Nettement plus rare, le Trio op. 40 pour flûte, alto et violoncelle du marin-compositeur Albert Roussel réunit Sandrine Tilly à la flûte, Audrey Leclercq à l’alto et Elise Robineau au violoncelle. Cette œuvre plus tardive qui flirte avec la polytonalité est donc ici jouée dans sa version originale. L’Allegro grazioso initial pétille d’esprit et de vivacité, alors que l’Andante évoque une étrange rêverie dans laquelle les trois instruments mêlent leur voix avec un charme subtil. Dans l’Allegro non troppo, les interprètes confèrent au passage central Tranquillo un onirisme véritablement magique.

L’apothéose du concert retrouve enfin l’ensemble des interprètes pour sa version, originale cette fois, de l’Introduction et Allegro pour harpe de Maurice Ravel.
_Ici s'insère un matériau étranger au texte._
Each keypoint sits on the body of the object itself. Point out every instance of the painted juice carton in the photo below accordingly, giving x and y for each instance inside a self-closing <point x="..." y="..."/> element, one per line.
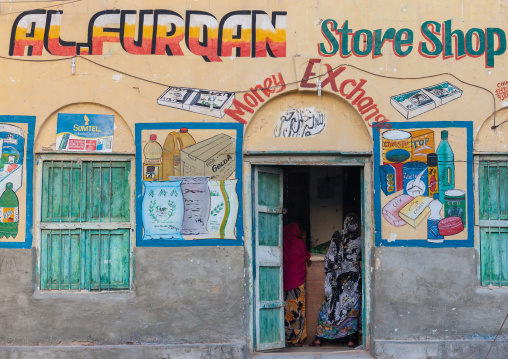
<point x="214" y="157"/>
<point x="443" y="93"/>
<point x="391" y="178"/>
<point x="422" y="144"/>
<point x="412" y="103"/>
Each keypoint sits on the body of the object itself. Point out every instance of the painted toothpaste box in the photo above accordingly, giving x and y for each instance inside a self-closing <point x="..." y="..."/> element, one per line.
<point x="211" y="103"/>
<point x="214" y="157"/>
<point x="416" y="102"/>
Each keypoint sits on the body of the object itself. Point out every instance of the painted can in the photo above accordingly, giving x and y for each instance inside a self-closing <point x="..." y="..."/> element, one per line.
<point x="450" y="226"/>
<point x="415" y="179"/>
<point x="455" y="204"/>
<point x="396" y="147"/>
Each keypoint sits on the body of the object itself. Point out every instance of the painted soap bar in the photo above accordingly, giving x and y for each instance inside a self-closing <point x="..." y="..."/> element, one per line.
<point x="415" y="211"/>
<point x="443" y="93"/>
<point x="422" y="144"/>
<point x="450" y="226"/>
<point x="412" y="103"/>
<point x="214" y="157"/>
<point x="391" y="210"/>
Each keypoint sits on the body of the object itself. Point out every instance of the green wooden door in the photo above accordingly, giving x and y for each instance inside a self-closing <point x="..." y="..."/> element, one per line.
<point x="269" y="305"/>
<point x="493" y="193"/>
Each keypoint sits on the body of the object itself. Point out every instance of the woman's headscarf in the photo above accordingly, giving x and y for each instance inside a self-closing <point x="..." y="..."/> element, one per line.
<point x="294" y="255"/>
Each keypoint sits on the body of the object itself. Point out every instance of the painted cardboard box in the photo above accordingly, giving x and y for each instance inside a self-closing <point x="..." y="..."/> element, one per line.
<point x="213" y="157"/>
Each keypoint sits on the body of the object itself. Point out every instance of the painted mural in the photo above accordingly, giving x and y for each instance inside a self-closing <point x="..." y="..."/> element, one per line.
<point x="243" y="33"/>
<point x="300" y="122"/>
<point x="188" y="187"/>
<point x="423" y="184"/>
<point x="16" y="172"/>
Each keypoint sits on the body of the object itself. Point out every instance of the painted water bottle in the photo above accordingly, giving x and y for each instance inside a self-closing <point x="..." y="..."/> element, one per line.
<point x="435" y="216"/>
<point x="445" y="165"/>
<point x="433" y="177"/>
<point x="153" y="160"/>
<point x="9" y="211"/>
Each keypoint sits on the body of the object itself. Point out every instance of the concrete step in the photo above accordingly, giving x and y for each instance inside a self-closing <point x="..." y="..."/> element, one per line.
<point x="312" y="353"/>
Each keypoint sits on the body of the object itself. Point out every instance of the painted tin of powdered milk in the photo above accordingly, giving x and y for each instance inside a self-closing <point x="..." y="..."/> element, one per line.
<point x="396" y="147"/>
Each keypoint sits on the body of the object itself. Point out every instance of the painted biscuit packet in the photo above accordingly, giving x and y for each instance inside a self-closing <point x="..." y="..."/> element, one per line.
<point x="443" y="93"/>
<point x="196" y="197"/>
<point x="412" y="103"/>
<point x="162" y="210"/>
<point x="223" y="209"/>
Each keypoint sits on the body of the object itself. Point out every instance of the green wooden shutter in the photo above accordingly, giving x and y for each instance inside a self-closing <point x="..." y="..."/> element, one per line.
<point x="85" y="225"/>
<point x="493" y="209"/>
<point x="268" y="253"/>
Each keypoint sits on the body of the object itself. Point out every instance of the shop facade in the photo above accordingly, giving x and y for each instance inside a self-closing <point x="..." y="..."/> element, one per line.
<point x="150" y="156"/>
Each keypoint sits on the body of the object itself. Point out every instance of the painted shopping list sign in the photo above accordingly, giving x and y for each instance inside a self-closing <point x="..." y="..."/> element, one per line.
<point x="84" y="132"/>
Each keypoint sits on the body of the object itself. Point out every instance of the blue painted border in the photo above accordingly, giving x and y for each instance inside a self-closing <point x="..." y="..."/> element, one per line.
<point x="29" y="167"/>
<point x="139" y="185"/>
<point x="469" y="242"/>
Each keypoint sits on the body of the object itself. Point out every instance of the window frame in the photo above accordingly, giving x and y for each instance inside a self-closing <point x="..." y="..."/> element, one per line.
<point x="39" y="225"/>
<point x="481" y="157"/>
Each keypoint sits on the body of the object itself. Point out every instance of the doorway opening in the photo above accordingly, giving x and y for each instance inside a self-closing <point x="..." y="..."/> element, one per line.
<point x="317" y="198"/>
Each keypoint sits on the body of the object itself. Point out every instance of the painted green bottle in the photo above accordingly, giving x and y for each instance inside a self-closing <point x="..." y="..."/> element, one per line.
<point x="9" y="207"/>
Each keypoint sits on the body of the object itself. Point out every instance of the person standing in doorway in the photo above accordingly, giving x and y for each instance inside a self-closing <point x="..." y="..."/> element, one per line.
<point x="295" y="259"/>
<point x="339" y="314"/>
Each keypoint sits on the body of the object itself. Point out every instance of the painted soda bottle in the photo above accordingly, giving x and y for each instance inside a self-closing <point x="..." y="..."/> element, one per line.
<point x="445" y="165"/>
<point x="9" y="212"/>
<point x="433" y="174"/>
<point x="435" y="216"/>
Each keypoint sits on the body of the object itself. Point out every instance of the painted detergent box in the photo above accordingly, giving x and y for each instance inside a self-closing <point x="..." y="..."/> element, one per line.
<point x="416" y="102"/>
<point x="391" y="210"/>
<point x="211" y="103"/>
<point x="443" y="93"/>
<point x="391" y="178"/>
<point x="214" y="157"/>
<point x="422" y="143"/>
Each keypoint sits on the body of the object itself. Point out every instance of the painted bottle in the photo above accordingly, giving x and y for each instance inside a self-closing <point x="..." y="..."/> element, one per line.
<point x="435" y="207"/>
<point x="445" y="165"/>
<point x="153" y="160"/>
<point x="174" y="143"/>
<point x="9" y="207"/>
<point x="433" y="177"/>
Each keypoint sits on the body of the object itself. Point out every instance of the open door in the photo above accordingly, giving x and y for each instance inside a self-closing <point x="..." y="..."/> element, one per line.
<point x="269" y="301"/>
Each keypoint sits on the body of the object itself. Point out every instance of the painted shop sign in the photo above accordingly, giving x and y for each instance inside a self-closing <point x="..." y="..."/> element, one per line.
<point x="439" y="39"/>
<point x="242" y="33"/>
<point x="84" y="132"/>
<point x="188" y="185"/>
<point x="423" y="184"/>
<point x="16" y="174"/>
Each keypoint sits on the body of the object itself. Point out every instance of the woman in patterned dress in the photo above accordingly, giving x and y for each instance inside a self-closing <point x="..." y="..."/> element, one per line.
<point x="340" y="312"/>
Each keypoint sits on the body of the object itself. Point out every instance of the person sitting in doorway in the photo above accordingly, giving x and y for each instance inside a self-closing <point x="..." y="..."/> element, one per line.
<point x="295" y="259"/>
<point x="339" y="314"/>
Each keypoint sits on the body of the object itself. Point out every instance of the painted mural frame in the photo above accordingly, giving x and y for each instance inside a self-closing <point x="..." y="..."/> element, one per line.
<point x="29" y="163"/>
<point x="469" y="242"/>
<point x="238" y="129"/>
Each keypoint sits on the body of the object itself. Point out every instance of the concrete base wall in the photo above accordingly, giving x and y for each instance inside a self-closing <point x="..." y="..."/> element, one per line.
<point x="440" y="349"/>
<point x="184" y="351"/>
<point x="428" y="303"/>
<point x="187" y="295"/>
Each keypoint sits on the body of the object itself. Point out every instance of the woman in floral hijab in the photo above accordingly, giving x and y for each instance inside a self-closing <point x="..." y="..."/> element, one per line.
<point x="339" y="314"/>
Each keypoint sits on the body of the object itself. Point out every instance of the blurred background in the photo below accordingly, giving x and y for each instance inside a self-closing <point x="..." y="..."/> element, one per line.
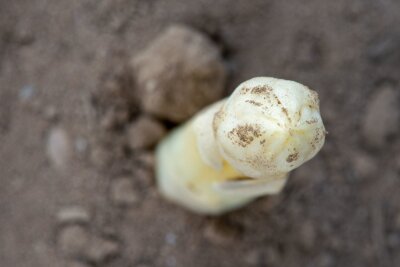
<point x="76" y="142"/>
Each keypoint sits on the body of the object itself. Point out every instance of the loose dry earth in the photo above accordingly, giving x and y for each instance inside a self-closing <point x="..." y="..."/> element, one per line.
<point x="76" y="160"/>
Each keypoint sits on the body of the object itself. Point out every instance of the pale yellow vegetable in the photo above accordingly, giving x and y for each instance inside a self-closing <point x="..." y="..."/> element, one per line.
<point x="241" y="147"/>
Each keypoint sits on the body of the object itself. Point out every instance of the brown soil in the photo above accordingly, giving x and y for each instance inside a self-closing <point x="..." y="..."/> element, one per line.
<point x="73" y="193"/>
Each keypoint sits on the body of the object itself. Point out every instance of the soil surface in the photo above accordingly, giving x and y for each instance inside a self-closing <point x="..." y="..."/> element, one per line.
<point x="77" y="188"/>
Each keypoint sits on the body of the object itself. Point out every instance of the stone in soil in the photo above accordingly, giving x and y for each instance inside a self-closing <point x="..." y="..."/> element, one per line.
<point x="382" y="116"/>
<point x="73" y="214"/>
<point x="59" y="149"/>
<point x="76" y="242"/>
<point x="145" y="132"/>
<point x="179" y="73"/>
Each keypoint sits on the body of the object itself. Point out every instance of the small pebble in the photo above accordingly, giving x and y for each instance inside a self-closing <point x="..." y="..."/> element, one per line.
<point x="145" y="132"/>
<point x="81" y="144"/>
<point x="114" y="118"/>
<point x="253" y="258"/>
<point x="307" y="235"/>
<point x="170" y="239"/>
<point x="382" y="116"/>
<point x="100" y="156"/>
<point x="73" y="215"/>
<point x="179" y="73"/>
<point x="145" y="159"/>
<point x="26" y="93"/>
<point x="50" y="113"/>
<point x="123" y="191"/>
<point x="59" y="148"/>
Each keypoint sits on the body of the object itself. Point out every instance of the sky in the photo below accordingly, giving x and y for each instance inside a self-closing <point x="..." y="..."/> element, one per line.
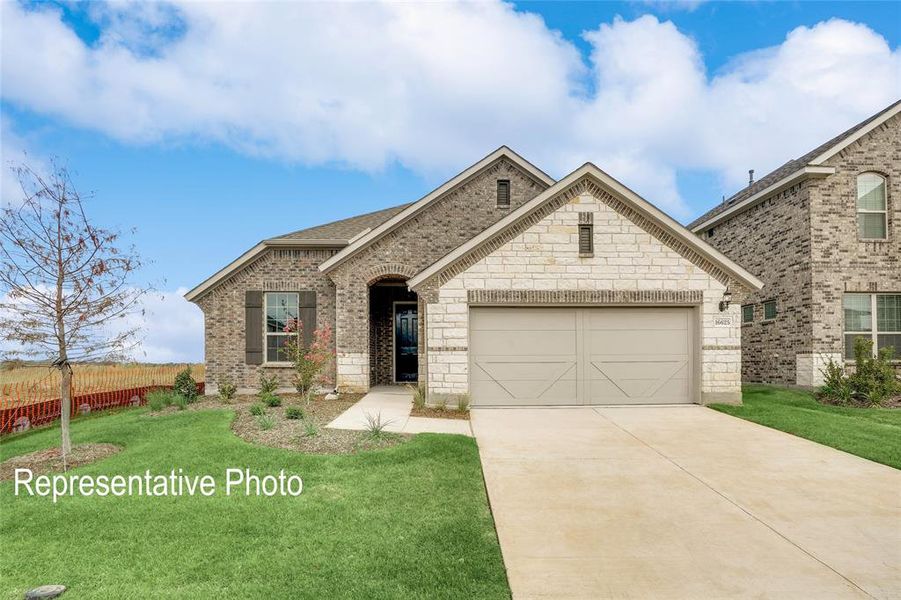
<point x="210" y="126"/>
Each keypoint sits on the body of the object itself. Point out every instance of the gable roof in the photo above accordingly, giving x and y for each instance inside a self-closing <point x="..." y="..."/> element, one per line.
<point x="615" y="188"/>
<point x="345" y="229"/>
<point x="401" y="217"/>
<point x="336" y="234"/>
<point x="790" y="173"/>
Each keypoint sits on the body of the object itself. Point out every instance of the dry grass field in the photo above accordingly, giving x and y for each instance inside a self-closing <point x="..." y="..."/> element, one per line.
<point x="34" y="383"/>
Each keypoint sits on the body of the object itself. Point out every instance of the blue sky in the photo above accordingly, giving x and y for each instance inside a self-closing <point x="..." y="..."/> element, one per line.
<point x="209" y="127"/>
Un véritable éblouissement ! La harpiste Gaëlle Thouvenin y conjugue les qualités les plus extrêmes. Ainsi, une vigueur sans concession cohabite avec la plus subtile poésie. Elle tire de son splendide instrument une incroyable richesse de sonorités. Ses cadences solo, d’une virtuosité sans faille laissent pantois ! Ses compagnes ne sont pas en reste. Elles tissent un réseau de lignes mélodiques, de contrepoints élaborés, de riches couleurs qui rehaussent encore la ferveur qui ne cesse de croître jusqu’à la conclusion éclatante.

Il faut impérativement saluer l’implication de chacune des interprètes dans la réussite de cette soirée. Outre la flûtiste Sandrine Tilly, la clarinettiste Laurence Perry et la harpiste Gaëlle Thouvenin, un grand bravo aux violonistes Chiu-Jan Ying et Audrey Loupy, à l’altiste Audrey Leclercq et à la violoncelliste Elise Robineau ! Un retour sur scène pour une reprise du final de la Sonate de Poulenc réjouit encore un public légitimement sous le charme.